The following blog is an honorable mention in the Brainy Blog Competition.

For the past 6 months most of us have been stuck indoors. Many of us have used this time to pick up new hobbies, or continue hobbies that got swept to the side due to a busy work or school schedule. Well, I fell into the latter category. 

Over the past 6 months, I’ve read over seventy books! This might seem like an overkill, but I absolutely love to read. 

There are many reasons why I read so much. One reason is that I enjoy conceptualizing ideas and thoughts through the eyes of different people from the words they write. Another reason is because I know that reading utilizes multiple parts of the brain and requires a degree of focus and memory to be done fluently, with full comprehension of what is being read. It is a great way to exercise the brain, similar to the way you exercise your muscles at the gym, keeping our brains active and alert.

An article published by  Harvard University called “Reading and the Brain,” by Scott Edwards breaks down the process of learning to read that starts from the time that we’re born. Edwards described how babies start processing sounds and developing phonological skills, the ability to discern the sounds of a language, as they grow into toddlers.
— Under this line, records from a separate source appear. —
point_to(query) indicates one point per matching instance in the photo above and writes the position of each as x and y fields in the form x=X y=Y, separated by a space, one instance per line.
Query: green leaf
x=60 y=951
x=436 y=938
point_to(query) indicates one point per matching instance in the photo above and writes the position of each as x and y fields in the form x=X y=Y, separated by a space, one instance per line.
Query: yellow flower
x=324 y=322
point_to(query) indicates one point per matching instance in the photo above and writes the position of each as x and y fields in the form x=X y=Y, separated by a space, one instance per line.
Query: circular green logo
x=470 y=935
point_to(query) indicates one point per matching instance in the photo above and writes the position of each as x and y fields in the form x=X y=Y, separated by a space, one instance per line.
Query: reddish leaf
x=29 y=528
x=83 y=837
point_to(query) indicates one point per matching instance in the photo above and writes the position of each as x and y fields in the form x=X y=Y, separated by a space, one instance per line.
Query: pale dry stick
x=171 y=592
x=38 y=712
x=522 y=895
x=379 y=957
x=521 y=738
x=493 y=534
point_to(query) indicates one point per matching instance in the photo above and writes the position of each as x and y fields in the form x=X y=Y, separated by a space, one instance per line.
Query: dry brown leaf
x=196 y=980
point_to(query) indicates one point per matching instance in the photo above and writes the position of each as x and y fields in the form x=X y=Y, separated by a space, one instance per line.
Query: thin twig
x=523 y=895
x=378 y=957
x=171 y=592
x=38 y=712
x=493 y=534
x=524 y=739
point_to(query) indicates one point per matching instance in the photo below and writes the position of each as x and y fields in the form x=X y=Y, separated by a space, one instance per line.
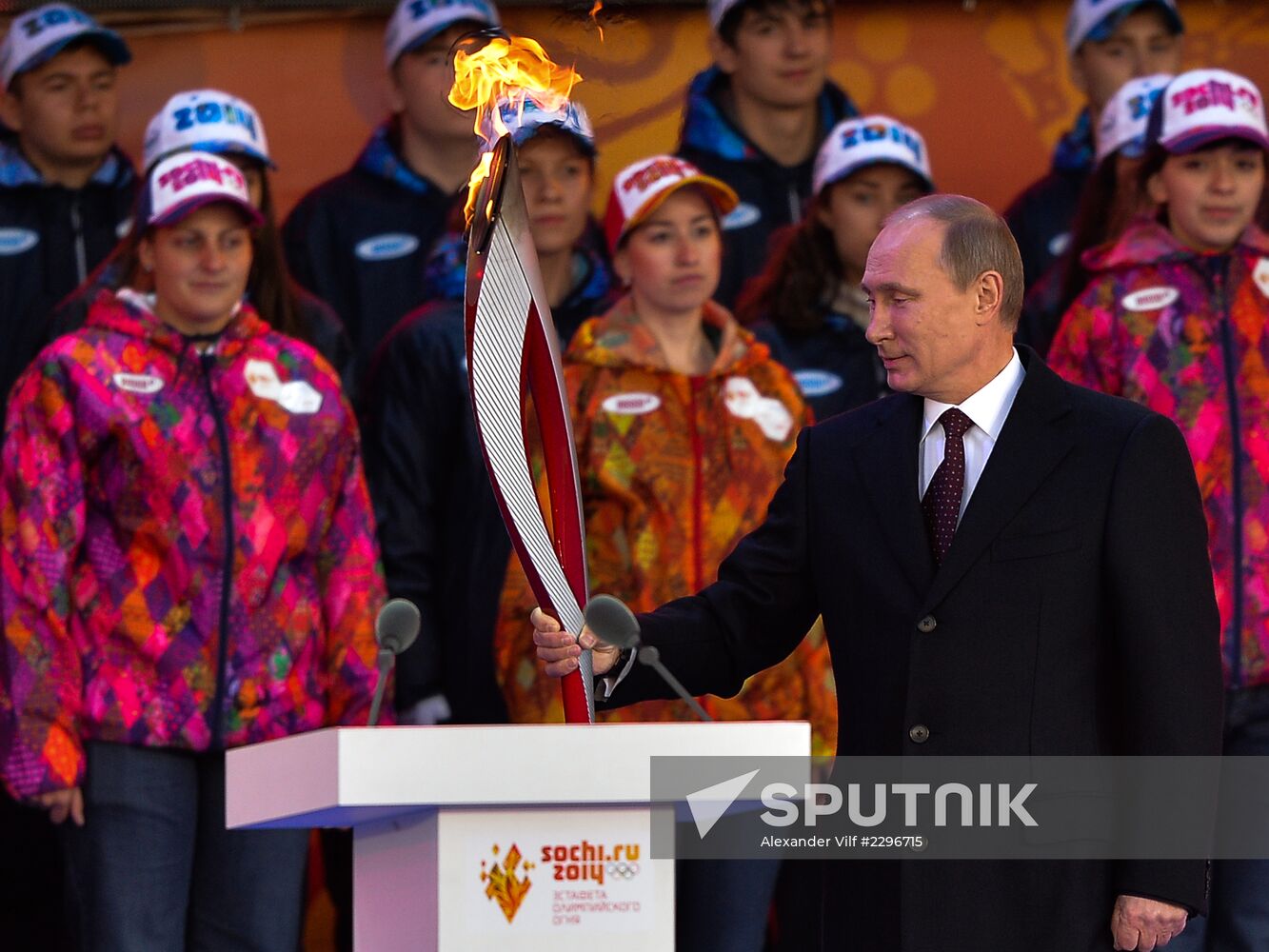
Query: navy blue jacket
x=770 y=194
x=50 y=238
x=835 y=367
x=441 y=533
x=1042 y=215
x=361 y=240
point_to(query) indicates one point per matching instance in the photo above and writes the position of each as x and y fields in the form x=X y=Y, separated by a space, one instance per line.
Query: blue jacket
x=361 y=240
x=835 y=367
x=770 y=194
x=50 y=239
x=1041 y=216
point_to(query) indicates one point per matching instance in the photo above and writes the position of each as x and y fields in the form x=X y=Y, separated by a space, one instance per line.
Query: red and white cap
x=186 y=182
x=640 y=189
x=1206 y=106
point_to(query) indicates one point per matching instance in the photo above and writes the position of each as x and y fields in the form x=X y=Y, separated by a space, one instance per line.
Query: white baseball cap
x=1206 y=106
x=208 y=121
x=37 y=37
x=871 y=140
x=1097 y=19
x=415 y=22
x=526 y=118
x=186 y=182
x=719 y=10
x=1122 y=128
x=640 y=189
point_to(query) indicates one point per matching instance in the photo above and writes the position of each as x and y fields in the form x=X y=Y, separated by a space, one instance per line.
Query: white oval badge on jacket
x=1150 y=299
x=385 y=248
x=742 y=217
x=14 y=242
x=137 y=383
x=1260 y=276
x=631 y=404
x=773 y=419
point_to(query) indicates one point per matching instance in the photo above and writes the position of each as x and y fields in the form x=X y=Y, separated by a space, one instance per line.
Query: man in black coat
x=1005 y=564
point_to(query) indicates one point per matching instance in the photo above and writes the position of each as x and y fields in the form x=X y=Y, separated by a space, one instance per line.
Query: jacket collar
x=381 y=158
x=1035 y=438
x=708 y=129
x=15 y=170
x=127 y=311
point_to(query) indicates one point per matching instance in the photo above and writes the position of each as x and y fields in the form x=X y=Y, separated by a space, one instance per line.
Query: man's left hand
x=1145 y=924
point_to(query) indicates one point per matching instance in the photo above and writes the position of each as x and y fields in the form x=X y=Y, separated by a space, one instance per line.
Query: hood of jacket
x=15 y=170
x=130 y=312
x=381 y=158
x=620 y=339
x=705 y=125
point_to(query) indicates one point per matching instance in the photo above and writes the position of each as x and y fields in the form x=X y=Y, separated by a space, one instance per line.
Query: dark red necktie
x=942 y=502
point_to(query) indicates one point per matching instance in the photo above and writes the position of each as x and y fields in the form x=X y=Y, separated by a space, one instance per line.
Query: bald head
x=975 y=240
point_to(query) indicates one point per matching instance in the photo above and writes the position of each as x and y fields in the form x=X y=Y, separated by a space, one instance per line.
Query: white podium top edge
x=346 y=776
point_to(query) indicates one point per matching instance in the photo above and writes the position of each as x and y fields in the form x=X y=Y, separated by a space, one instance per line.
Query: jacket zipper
x=1227 y=347
x=80 y=250
x=698 y=487
x=217 y=712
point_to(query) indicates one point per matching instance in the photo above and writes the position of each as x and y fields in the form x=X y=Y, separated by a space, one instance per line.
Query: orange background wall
x=987 y=87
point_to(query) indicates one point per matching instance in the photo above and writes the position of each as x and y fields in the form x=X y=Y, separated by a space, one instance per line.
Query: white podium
x=517 y=837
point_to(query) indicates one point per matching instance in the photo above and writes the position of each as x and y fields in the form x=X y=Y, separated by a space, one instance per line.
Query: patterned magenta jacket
x=189 y=555
x=1185 y=334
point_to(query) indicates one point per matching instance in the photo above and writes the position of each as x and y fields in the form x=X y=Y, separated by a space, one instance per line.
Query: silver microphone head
x=612 y=621
x=397 y=625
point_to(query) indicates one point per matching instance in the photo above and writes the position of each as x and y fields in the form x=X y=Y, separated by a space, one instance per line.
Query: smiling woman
x=190 y=581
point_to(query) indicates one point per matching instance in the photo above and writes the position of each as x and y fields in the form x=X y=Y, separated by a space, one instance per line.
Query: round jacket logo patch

He described how the act of reading requires the brain to recognize words, recall the meaning of those words, understand the context of those words in a sentence, put the ideas formed by those sentences in a paragraph, and comprehend the information given by those paragraphs into a story or narrative. These many many steps in the reading process are why reading takes several years of practice to be done fluently and is a definitive way to work your brain. 

Many of these steps require different parts of the brain. Scientific American published an article called “The Reading Brain,” outlining the functions of different parts of the brain in regards to reading and language. Tanja Kassuba and Sabine Kastner, the authors of this article, described the occipital, temporal, and parietal lobe in the brain’s left hemisphere as parts of the brain that contain a person’s wordbox. The wordbox was defined in this article as the part of the brain that connects the brain’s visual system and language regions. This section of the brain takes the shapes and lines that form words from our brain’s visual system and delivers them to the brain’s language regions, where those shapes become words with a given meaning that can be interpreted.

As we read, our brains connect our memories and experiences to the ideas set in each sentence, using them as a foundation to put together a scene in our heads. It’s amazing how every language we learn requires so many parts of the brain to function. This is a great example of how many different parts of the brain work in tandem. So whenever we read, our brain comes alive with the various signals that are working together to interpret the lines and shapes we see and give them a meaning, a life, and a story.